Modal Verbs

Modal verbs are auxiliary verbs and are often called modal auxiliaries. They act very differently to other verbs. There are a few ways in which Modal verbs differ from other verbs:

  • Unlike other auxiliary verbs modals only exist in their helping form; they do not stand alone as a main verb.
  • They are never followed by a verb in the full infinite form, i.e. to be form.
    • The modal verb “ought to” already has “to”, but you cannot have he ought to to be.
  • They are followed by a verb in the bare infinite form absent of the “to”
    • He must write
  • When the continuous form (-ing form) of a verb follows a modal, another auxiliary verb is used before the continuous form of the verb.
    • He must be waiting
    • They could be sitting over there.
  • They also do not use the –s form in the third person that other verbs use.
  • To form the negative of the modal verb, “not” follows the modal verb.
  • They do not appear as gerunds, infinitives, or participles.

The modal verbs are:-

  • can
  • could
  • may
  • might
  • must
  • shall
  • should
  • ought to
  • will
  • would


Can is used;

  • to show an ability or possibility
    • She can ride a bike
    • Can they fight
    • They can’t find the form
  • to ask permission
    • Can I drink a beer please, dad?
    • Can I have smoke in the restaurant?
  • as a request
    • Can I have a beer please?
    • Can I have the salt?


Could is used

  • to ask permission
    • Could I have the phone please?
    • Could I borrow your pen?
  • As a request
    • Could you repeat that please?
    • Could you pass the salt?
  • As a suggestion
    • We could assemble it ourselves
    • They could do it, if they tried
  • As a change in the past
    • She gave up a hood career, so she could look after the children
    • He gave up smoking so he could have a better life
  • As a future possibility
    • It could rain tomorrow
    • He could be in the Olympics if he just trained harder


May is used

  • to ask permission (often used as a more polite request)
    • May I have the phone please?
    • May I borrow your pen?
  • As a future possibility
    • The economy may improve
    • He may be the next President


Might is used

  • As a present possibility
    • We can contact them later, they might be in bed.
    • I might have a boyfriend already!
  • As a future possibility
    • If you ask, they might give you a discount.
    • He might be the next President


Must is used

  • to show necessity
    • The plane must land eventually.
    • I must go out now, or I’ll be late
  • to show obligation
    • You must show respect to the King.
    • I must do as my parents ask

Ought to

Ought to is used

  • to convey what is correct or right
    • We ought to clean our room
    • You ought to go, as they are expecting you

Shall (Shall is often replaced by should)

Shall is often replaced by should and is less common in American English than other forms of English.

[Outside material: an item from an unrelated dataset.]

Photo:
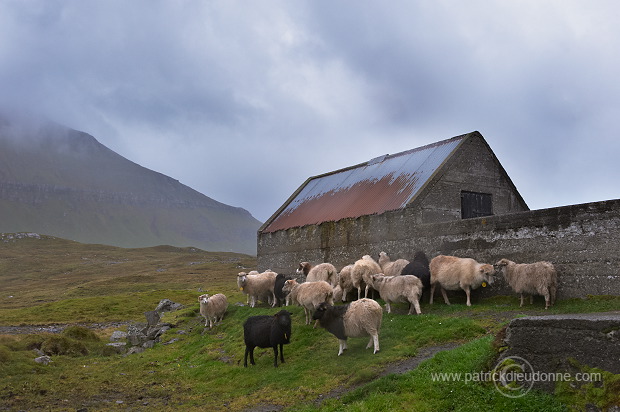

It is often used as a polite form of should.

Shall is used

  • As an offer (not replaced by should)
    • Shall I help you?
    • Shall we help you?
  • As a suggestion
    • Shall we help him?
    • Shall we?
  • to ask what to do
    • Shall I do that tonight?
    • What shall I do whilst I am waiting?


Should is used

  • to convey what is correct or right
    • We should clean our room
    • You should take a taxi, as it will be faster.
  • As a uncertain prediction or future possibility
    • The economy should improve next year.
    • The movie should be good, it has good reviews
  • As a recommendation
    • You should do that again.
    • The Prime Minister should resign from office.


Will is used;

  • to show an instant decision
    • I will take this bus
    • Can they fight
  • as an offer
    • My son will mow the lawn for you
    • I will do the dishes.
  • as a certain prediction or future certainty
    • The economy will improve next year, it can’t get any worse.
    • The movie will be good; my friend said it was good.
  • as a promise
    • I will eat later
    • I will call you tomorrow

“Will” can be used as a contraction

  • He’ll take the bus
  • I’ll eat later


Could often replaces would in less formal speech. It is also sometimes used as a more forceful speech, whilst still trying to stay polite.

  • Could you please turn down the radio
  • Would you mind turning down the radio, I have asked you 3 times.

Would is used

  • to ask permission
    • Would you mind if I have the phone please?
    • Would it be possible to come with you?
  • As a request
    • Would you repeat that please?
    • Would you pass the salt?
  • As an invitation
    • Would you like to go tonight?
    • Would you like to attend the Rotary convention?
  • for making arrangements
    • Would Friday night suit you, or is that too soon?
    • Would 6pm be ok for dinner?
  • To show preference
    • Would you like tea or coffee?
    • Would golf be a better choice?